Although it's really impossible to choose, the mirror of #27 is the portal I could easily enter to begin an adventure, the place where the compass points in all directions.

Lucy said...

Marja-Leena - you were quick in there, we hadn't even put the signs up on the other blogs! I would like to see it as a book, to see the poems in their proper order, to be able to pick it up, handle it, dip into it etc but I'm not sure how feasible it would be; I wish that machine existed and was available to all where you can just feed in the text and image information and, presto! out pops a book, or as many books as you want.
Robin - I feel quite chastened because, you know, I hadn't noticed the 'half-way there' reference was just at the midway point! The mirror too reflects both ways, too halves... He's a clever so-and-so!
Thanks for coming.

Anonymous said...

It's funny how things turn out. Unintentional significance seems to appear like patterns in chaos theory. I remember when I wrote that, that I wasn't at all certain how many poems there would be in the series. It was more a reflection on travelling and destinations in general. Likewise with the mirrors. Maybe it was all going on in my subconcious. Thank you to everybody for the interest and especially to Lucy for her glorious photographs, which add so much and extend the context so dramatically with fresh images.

Anonymous said...

Oh, with RSS readers, you get instant notice, so no, I wasn't lurking about. If you have some page layout software and skills, you could make it up and print a few copies with a good home printer or a service provider. If you like it, then you might consider something like Lulu to print it and sell on demand. Or get a publisher. I'd love to hold it in my hands!

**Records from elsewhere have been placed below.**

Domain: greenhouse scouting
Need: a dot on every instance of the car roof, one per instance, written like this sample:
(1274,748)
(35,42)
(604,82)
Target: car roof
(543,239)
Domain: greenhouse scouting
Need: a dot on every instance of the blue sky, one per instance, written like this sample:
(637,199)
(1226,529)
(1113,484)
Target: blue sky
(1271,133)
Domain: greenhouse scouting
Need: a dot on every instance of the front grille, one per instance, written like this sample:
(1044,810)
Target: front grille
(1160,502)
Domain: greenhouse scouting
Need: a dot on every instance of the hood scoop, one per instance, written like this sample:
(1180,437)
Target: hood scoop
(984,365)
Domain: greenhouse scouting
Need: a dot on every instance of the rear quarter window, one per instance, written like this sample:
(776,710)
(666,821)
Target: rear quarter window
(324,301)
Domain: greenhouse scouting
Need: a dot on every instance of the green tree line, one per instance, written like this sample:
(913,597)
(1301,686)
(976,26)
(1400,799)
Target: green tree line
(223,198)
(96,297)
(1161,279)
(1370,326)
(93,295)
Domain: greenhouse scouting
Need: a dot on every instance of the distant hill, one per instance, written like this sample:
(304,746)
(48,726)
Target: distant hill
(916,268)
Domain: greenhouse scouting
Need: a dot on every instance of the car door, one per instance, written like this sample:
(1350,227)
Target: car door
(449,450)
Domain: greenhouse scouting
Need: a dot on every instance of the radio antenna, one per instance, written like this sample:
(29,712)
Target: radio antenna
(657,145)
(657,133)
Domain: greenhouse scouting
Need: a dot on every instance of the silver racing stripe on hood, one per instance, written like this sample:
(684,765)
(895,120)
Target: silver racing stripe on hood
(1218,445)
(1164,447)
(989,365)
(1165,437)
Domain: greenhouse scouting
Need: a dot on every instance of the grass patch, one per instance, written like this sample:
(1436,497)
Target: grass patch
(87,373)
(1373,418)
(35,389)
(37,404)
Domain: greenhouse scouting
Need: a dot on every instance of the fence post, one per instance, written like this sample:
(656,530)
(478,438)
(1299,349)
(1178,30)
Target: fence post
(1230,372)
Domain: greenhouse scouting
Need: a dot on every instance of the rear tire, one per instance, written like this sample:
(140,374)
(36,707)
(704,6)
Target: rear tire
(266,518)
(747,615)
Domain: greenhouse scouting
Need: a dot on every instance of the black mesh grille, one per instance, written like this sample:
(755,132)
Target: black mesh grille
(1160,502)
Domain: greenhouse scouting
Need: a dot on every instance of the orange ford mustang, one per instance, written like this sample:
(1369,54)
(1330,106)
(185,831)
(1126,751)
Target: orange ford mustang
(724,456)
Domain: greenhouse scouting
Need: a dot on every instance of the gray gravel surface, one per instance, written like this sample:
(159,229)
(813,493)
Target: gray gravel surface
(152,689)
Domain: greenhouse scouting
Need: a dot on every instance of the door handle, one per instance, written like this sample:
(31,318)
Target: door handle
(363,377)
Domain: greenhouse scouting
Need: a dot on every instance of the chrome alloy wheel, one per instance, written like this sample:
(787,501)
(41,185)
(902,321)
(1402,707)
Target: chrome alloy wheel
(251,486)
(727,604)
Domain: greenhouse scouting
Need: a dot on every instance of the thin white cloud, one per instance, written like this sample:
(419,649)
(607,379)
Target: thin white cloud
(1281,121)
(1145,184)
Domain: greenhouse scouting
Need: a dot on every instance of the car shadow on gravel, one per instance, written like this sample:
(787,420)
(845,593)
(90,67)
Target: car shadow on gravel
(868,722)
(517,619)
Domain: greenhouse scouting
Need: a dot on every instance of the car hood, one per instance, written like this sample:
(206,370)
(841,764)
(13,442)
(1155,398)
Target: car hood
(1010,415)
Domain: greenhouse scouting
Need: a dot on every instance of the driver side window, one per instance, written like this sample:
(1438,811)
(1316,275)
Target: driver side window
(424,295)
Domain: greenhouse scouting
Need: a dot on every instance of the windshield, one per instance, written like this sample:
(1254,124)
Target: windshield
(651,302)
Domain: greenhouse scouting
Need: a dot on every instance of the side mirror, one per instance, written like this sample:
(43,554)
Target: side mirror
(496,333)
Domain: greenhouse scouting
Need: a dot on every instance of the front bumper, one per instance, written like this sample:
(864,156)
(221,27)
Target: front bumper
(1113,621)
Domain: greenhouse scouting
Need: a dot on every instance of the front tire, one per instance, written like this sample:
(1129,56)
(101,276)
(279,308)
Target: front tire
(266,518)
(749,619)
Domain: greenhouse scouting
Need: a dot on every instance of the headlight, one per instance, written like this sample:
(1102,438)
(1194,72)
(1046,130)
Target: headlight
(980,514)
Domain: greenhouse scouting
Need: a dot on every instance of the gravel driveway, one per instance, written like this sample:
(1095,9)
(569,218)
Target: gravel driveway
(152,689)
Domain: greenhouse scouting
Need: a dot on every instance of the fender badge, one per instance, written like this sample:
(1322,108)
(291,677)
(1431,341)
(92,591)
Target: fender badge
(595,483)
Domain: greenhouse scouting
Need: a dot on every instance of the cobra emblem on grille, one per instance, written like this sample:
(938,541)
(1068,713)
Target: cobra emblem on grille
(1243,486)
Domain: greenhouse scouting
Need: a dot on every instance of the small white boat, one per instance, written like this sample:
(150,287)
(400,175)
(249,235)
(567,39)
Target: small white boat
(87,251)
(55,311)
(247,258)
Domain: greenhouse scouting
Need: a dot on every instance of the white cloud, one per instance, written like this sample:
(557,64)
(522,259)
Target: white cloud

Joe, I think the new deeper meanings that emerge are
what makes Handbook so powerful, a work of art! So, is this the end? I don't know if there's ever an end to this kind of exploration! Congratulations!!

robinstarfish said...

Lucy - that machine may exist at mpix.com. Their photo book software looks promising, at least for an inexpensive trial run before making a bigger leap.

apprentice said...

Yes something tangible to feel and pick up would be great. As ever lovely matching of pictures and words.

29 is my favourite this time.

meggie said...

More beauty to study, enjoy!

Lucas said...

This is definitely a life force of sound, sense and vision. I agree with all the comments about books and websites, yet we shouldn't forget what a remarkable experience it already is to tune in to this blog as it is.
Words and images do take us on a journey.

Lucas said...

Following on from the intriguing possibility of holding the book in our hands(discussed in these comments), there would be more detail in the photographs when sensitively printed and the poems on the page appear closer.
I've noticed that good quality photo books are cheaper on the shelves and in Amazon than they used to be. Digital imaging techniques perhaps? For example Phaidon do a photography book with 150 pictures for £10.